If you have a corpus of fifty thousand support articles, an enterprise wiki, a legal-document repository, or any large unstructured collection, PageIndex is not the right tool. Vector search excels at this exact problem — which document, among many, is relevant — because it is doing approximate nearest-neighbour over embeddings, which scales to billions of items with sub-100ms latency.

Tree traversal cannot do this. You would have to first identify the relevant document by some other mechanism — which is, in practice, vector search — and only then hand the document to PageIndex for the within-document retrieval. Which is the hybrid pattern the independent reviewers keep arriving at, and which the marketing does not surface.

When the PDF is not a clean filing

The open-source PageIndex parser is the standard PDF library path. It handles clean, well-structured filings cleanly. It does not handle scanned documents, complex multi-column layouts, embedded tables that span pages, or charts with critical numeric data.

The repository's README acknowledges this and points to VectifyAI's paid cloud service for enhanced OCR and tree-building. That is a fair business model, but it is a closed surface — the marketing claim "no vector database" implicitly becomes "no vector database, plus a paid hosted parser for any document that is not a clean 10-K."

Where tree-based retrieval is the right answer

Subtract the corpus-scale problem and the latency-sensitive problem, and a specific class of workload remains where PageIndex genuinely dominates.

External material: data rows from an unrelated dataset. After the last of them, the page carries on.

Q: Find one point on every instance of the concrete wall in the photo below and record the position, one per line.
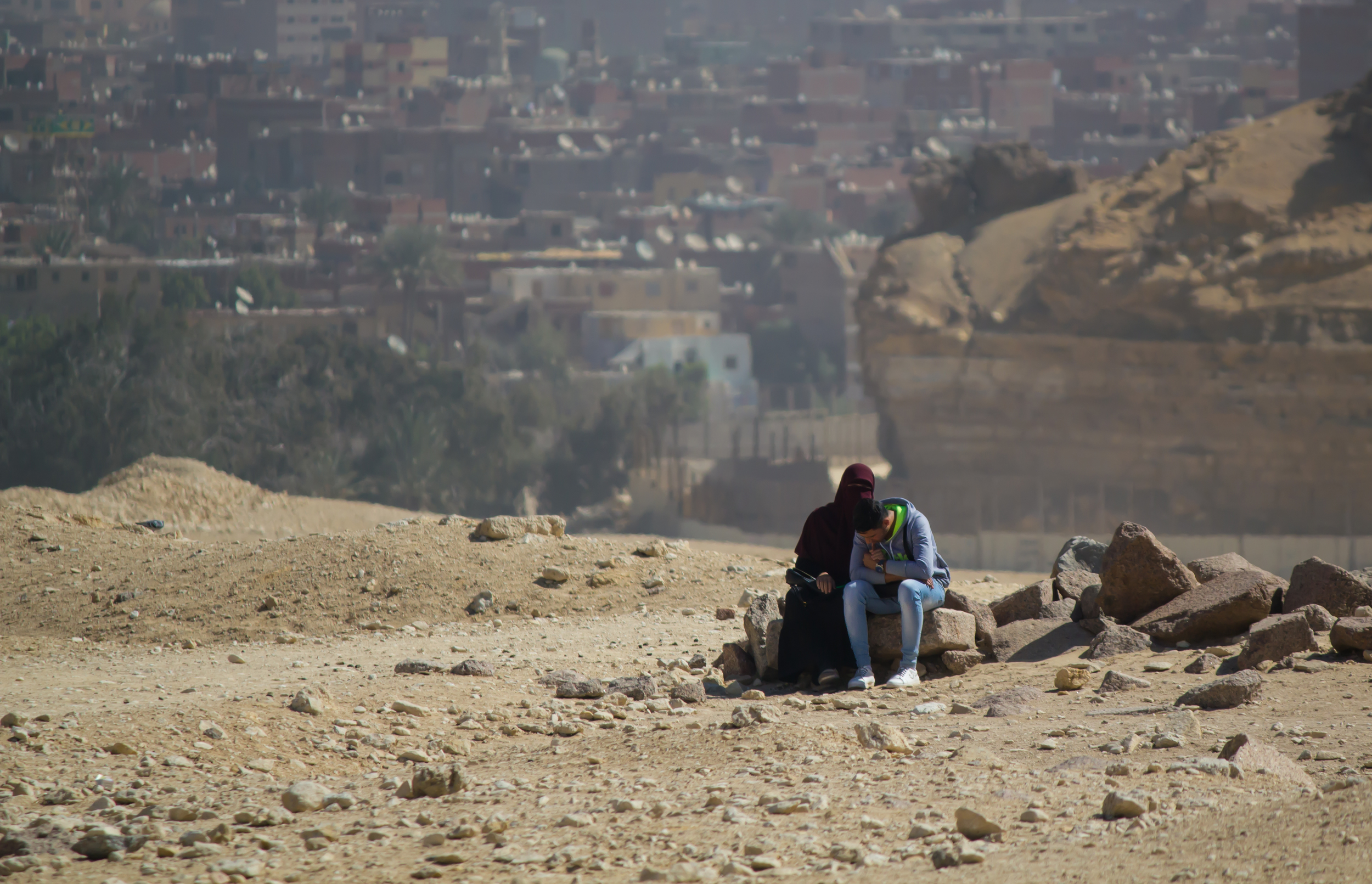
(1006, 551)
(1058, 436)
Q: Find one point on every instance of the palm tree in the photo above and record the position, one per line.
(117, 190)
(411, 257)
(324, 205)
(57, 242)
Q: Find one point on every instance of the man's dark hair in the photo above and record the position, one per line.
(868, 515)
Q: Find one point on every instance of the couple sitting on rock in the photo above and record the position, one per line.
(859, 555)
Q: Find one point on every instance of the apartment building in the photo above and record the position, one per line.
(391, 69)
(614, 289)
(306, 28)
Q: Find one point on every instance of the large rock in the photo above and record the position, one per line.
(1225, 606)
(1022, 604)
(511, 527)
(1091, 603)
(438, 780)
(99, 844)
(955, 600)
(1352, 633)
(1257, 757)
(943, 630)
(1319, 582)
(761, 614)
(1319, 620)
(644, 687)
(1079, 554)
(736, 662)
(1140, 574)
(1116, 640)
(1224, 694)
(1073, 584)
(1279, 639)
(1036, 640)
(1060, 610)
(583, 688)
(773, 650)
(1212, 567)
(305, 797)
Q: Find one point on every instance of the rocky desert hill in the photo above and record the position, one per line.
(1257, 234)
(198, 500)
(1052, 354)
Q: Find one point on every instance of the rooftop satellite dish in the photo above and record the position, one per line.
(937, 149)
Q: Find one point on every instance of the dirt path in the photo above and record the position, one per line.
(659, 794)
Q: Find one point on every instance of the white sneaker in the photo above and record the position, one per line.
(904, 679)
(862, 680)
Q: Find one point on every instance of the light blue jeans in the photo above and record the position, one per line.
(913, 599)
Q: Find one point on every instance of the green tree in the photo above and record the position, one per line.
(324, 205)
(797, 226)
(184, 291)
(264, 283)
(114, 194)
(57, 242)
(412, 257)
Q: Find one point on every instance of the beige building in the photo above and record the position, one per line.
(68, 288)
(306, 28)
(614, 289)
(393, 69)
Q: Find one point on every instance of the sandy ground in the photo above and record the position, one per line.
(644, 791)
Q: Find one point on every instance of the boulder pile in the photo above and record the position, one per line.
(1118, 598)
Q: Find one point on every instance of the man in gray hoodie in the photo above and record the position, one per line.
(895, 566)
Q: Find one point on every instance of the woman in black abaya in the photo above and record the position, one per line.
(814, 639)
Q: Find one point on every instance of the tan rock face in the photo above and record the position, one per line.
(1142, 285)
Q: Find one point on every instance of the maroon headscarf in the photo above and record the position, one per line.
(828, 537)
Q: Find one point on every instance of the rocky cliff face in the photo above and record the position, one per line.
(1258, 234)
(1182, 346)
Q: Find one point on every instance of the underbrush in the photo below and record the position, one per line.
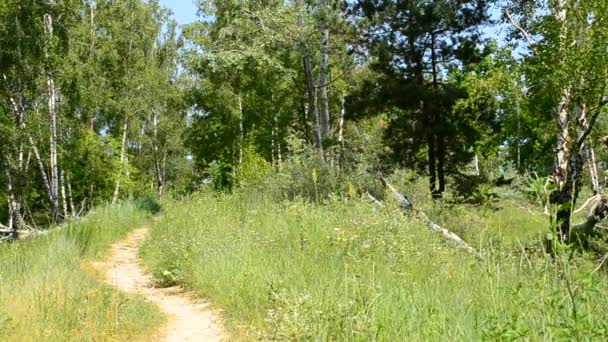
(47, 293)
(347, 270)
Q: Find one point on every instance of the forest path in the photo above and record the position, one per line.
(188, 319)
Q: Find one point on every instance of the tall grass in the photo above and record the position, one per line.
(47, 293)
(349, 271)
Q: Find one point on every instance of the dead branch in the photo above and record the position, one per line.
(406, 205)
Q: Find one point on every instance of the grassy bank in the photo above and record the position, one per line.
(47, 293)
(350, 271)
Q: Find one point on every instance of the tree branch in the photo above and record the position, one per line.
(406, 205)
(518, 27)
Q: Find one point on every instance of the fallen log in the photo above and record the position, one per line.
(406, 205)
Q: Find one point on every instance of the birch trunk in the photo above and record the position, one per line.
(14, 207)
(70, 196)
(123, 161)
(341, 121)
(562, 196)
(595, 182)
(43, 173)
(323, 72)
(311, 93)
(64, 200)
(52, 107)
(241, 130)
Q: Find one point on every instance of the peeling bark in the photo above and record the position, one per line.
(123, 161)
(323, 72)
(407, 206)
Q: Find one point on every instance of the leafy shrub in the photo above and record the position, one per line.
(148, 203)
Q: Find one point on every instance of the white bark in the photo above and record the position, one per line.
(64, 200)
(52, 107)
(406, 205)
(323, 71)
(593, 170)
(241, 129)
(311, 92)
(71, 196)
(123, 161)
(341, 121)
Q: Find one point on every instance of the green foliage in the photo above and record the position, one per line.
(347, 270)
(253, 170)
(48, 292)
(148, 203)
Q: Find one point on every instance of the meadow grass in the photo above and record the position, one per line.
(49, 293)
(350, 271)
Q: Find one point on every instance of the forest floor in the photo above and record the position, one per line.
(188, 319)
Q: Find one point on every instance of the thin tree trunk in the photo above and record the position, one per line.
(562, 196)
(43, 174)
(71, 196)
(323, 72)
(15, 219)
(341, 121)
(241, 129)
(123, 160)
(313, 112)
(312, 107)
(593, 169)
(64, 200)
(52, 107)
(432, 166)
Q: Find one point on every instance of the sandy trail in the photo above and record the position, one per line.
(189, 320)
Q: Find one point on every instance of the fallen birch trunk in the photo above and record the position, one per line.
(406, 205)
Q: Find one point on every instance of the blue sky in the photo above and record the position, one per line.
(184, 10)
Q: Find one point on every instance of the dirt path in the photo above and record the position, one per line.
(189, 320)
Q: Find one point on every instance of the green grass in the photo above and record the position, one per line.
(350, 271)
(49, 293)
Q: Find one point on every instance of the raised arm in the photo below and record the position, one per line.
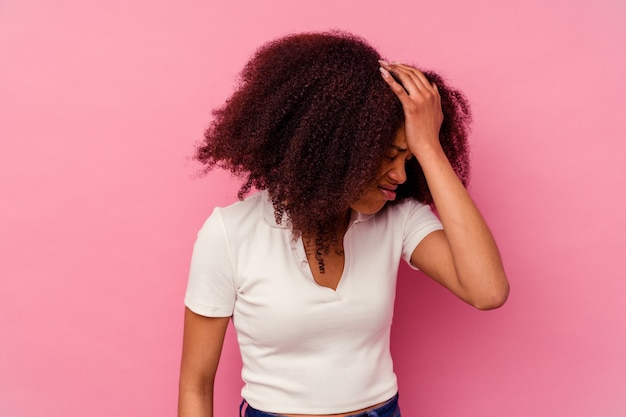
(464, 256)
(202, 346)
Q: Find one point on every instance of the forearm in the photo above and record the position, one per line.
(195, 402)
(476, 258)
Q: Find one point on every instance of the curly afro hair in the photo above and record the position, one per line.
(310, 122)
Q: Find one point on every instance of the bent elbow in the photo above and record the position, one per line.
(494, 299)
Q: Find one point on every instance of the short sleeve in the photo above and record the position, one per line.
(420, 222)
(211, 289)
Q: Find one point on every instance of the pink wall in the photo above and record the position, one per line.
(101, 103)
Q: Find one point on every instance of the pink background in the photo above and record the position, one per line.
(101, 104)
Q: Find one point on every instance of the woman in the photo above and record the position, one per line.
(349, 151)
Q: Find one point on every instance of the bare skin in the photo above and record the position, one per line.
(463, 257)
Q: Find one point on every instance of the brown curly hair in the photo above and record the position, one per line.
(310, 122)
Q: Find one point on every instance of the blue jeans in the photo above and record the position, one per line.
(387, 409)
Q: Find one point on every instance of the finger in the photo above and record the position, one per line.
(409, 79)
(406, 81)
(398, 89)
(418, 76)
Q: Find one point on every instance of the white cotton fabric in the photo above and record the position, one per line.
(306, 349)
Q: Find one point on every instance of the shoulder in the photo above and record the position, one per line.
(406, 209)
(242, 217)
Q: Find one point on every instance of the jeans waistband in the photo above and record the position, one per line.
(387, 409)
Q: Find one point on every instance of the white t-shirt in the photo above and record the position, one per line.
(306, 349)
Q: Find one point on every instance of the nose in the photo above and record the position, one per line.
(397, 172)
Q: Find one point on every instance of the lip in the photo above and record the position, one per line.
(390, 194)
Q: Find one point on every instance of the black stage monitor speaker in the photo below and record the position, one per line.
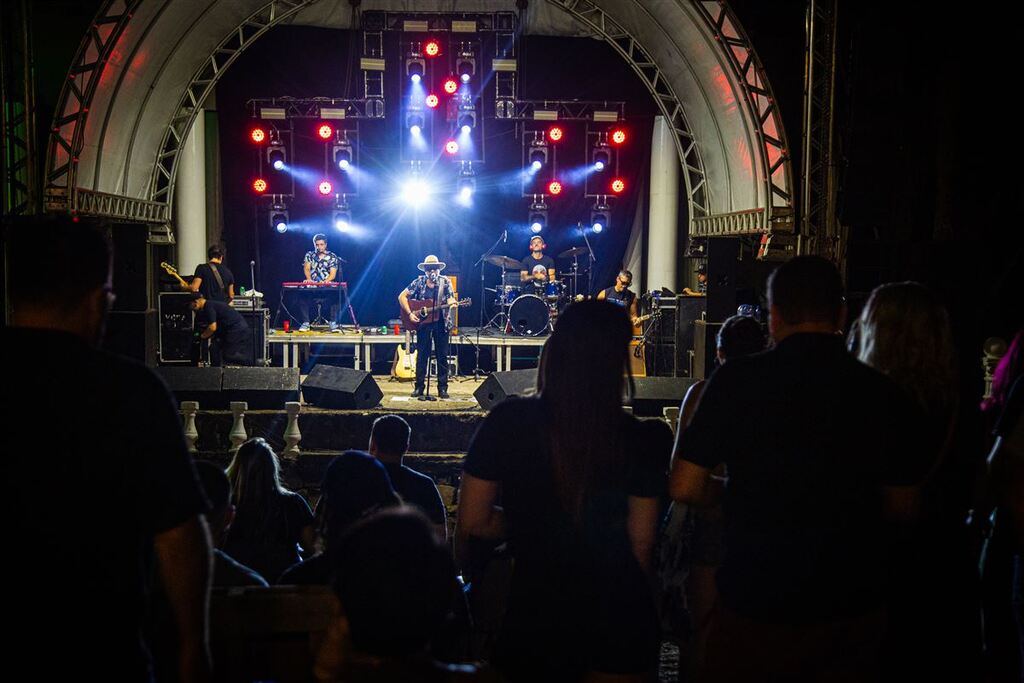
(654, 393)
(500, 386)
(266, 388)
(329, 386)
(200, 384)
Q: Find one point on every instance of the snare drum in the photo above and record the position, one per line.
(507, 294)
(528, 315)
(553, 290)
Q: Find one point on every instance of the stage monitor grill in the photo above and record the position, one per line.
(344, 388)
(500, 386)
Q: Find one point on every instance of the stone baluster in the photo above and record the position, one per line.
(188, 410)
(238, 434)
(292, 433)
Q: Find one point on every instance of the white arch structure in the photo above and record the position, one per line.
(145, 68)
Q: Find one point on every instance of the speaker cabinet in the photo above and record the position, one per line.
(199, 384)
(266, 388)
(500, 386)
(654, 393)
(329, 386)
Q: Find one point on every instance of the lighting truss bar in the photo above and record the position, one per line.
(439, 23)
(318, 108)
(553, 110)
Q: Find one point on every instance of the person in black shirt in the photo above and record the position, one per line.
(537, 266)
(229, 329)
(621, 295)
(821, 463)
(214, 281)
(388, 443)
(576, 492)
(100, 499)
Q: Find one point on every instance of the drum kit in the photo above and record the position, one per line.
(530, 308)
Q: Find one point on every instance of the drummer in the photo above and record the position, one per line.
(537, 266)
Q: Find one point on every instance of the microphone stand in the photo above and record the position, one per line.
(591, 258)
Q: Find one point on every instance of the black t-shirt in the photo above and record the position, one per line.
(418, 489)
(624, 298)
(209, 287)
(579, 599)
(230, 326)
(95, 467)
(267, 540)
(530, 264)
(810, 435)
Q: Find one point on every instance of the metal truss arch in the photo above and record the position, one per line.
(203, 82)
(598, 20)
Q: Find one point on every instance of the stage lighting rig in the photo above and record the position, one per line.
(538, 215)
(279, 215)
(600, 216)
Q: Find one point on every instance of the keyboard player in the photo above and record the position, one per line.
(320, 265)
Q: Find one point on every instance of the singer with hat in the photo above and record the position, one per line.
(433, 287)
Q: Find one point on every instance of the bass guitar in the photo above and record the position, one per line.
(425, 312)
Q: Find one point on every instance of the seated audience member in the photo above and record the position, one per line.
(100, 498)
(820, 460)
(388, 443)
(579, 494)
(692, 561)
(270, 522)
(904, 333)
(393, 578)
(353, 485)
(226, 571)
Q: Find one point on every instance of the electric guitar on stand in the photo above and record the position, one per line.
(172, 271)
(403, 367)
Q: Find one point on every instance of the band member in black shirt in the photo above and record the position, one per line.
(226, 330)
(214, 281)
(621, 295)
(537, 266)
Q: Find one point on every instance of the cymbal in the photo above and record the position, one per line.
(504, 262)
(576, 251)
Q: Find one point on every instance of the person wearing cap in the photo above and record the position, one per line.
(433, 287)
(536, 265)
(701, 283)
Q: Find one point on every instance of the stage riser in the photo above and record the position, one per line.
(337, 430)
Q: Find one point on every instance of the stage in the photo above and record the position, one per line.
(295, 346)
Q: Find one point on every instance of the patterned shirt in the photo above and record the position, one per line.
(418, 290)
(320, 268)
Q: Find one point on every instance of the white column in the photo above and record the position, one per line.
(663, 233)
(189, 199)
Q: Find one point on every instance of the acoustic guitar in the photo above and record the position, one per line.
(425, 312)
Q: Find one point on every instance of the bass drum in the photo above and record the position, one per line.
(528, 315)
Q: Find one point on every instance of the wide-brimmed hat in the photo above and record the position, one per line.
(431, 260)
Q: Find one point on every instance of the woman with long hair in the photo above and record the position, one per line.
(579, 481)
(904, 332)
(270, 522)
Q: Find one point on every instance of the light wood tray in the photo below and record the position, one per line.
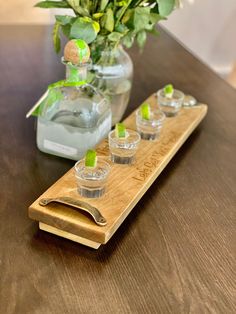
(125, 187)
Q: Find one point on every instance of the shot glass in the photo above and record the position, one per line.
(150, 129)
(170, 105)
(91, 181)
(123, 149)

SEC filing analysis. Equity research, compliance review, financial due diligence. Long, structured documents. Accuracy matters more than latency. Cost per query is acceptable because the alternative is an analyst doing it by hand.

Legal contract review. Same structural properties — table of contents, defined sections, predictable hierarchy. The "find the indemnification clause" or "what does this say about termination" pattern is exactly what tree traversal handles.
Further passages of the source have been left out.